Peppermint Does More Than Freshen Breath
By Editorial Staff
Everyone knows peppermint does wonders to make your breath "kissing sweet," according to the famous advertising slogan. However, it may do more than that. According to Benjamin Kligler, MD, MPH, from the Albert Einstein College of Medicine, and Sapna Chaudhary, DO, from the Beth Israel Continuum Center for Health and Healing in New York, "The medicinal use of peppermint and other mint plants probably dates back to the herbal pharmacopoeia of ancient Greece, where peppermint leaf traditionally was used internally as a digestive aid and for management of gallbladder disease; it also was used in inhaled form for upper respiratory symptoms and cough."
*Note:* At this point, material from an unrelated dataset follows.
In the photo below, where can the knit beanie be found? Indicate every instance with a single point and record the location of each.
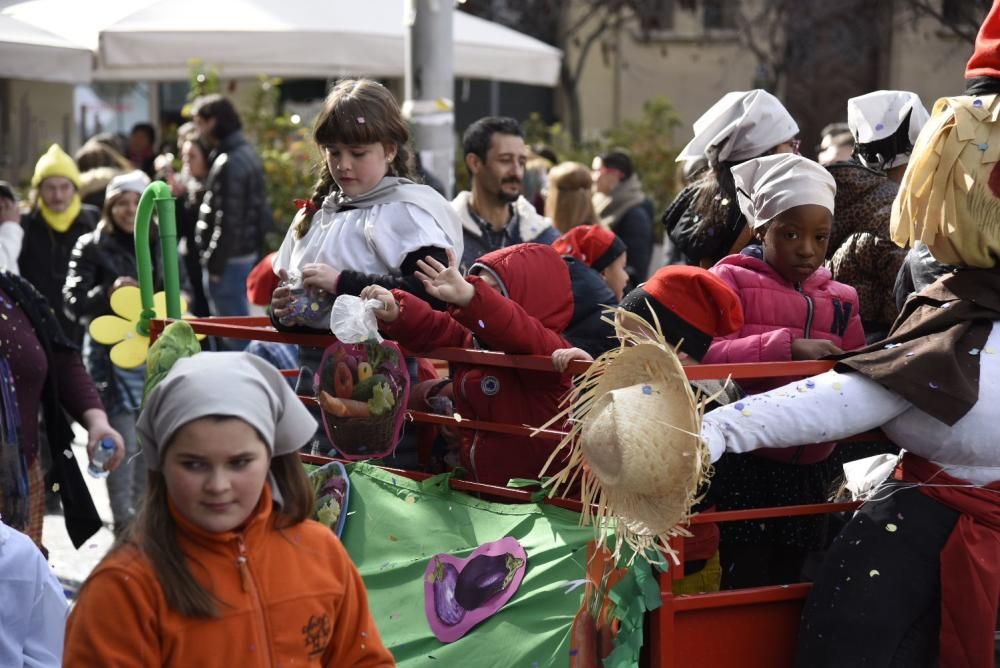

The researchers' latest findings, published in the journal American Family Physician, suggest peppermint oil is effective in relieving digestive symptoms, particularly symptoms related to irritable bowel syndrome (IBS), and also helps reduce tension headaches. That's great news, although the researchers caution against use in very young children, at least in certain situations. "Peppermint oil should not be used internally or on or near the face in infants and young children because of its potential to cause bronchospasm, tongue spasms, and, possibly respiratory arrest. However, the amount of peppermint in over-the-counter medications, topical preparations and herbal teas is likely safe in pregnant and lactating women and in young children."
The recommended dosage is 0.2 to 0.4 mL of peppermint oil three times daily in enteric-coated capsules for adults, and 0.1 to 0.2 mL of peppermint oil three times daily for children older than 8 years of age. Check your local health food stores for peppermint oil capsules. The average cost is approximately $24 to $32 for a one-month supply. Of course, always talk to your doctor about appropriate use and dosing.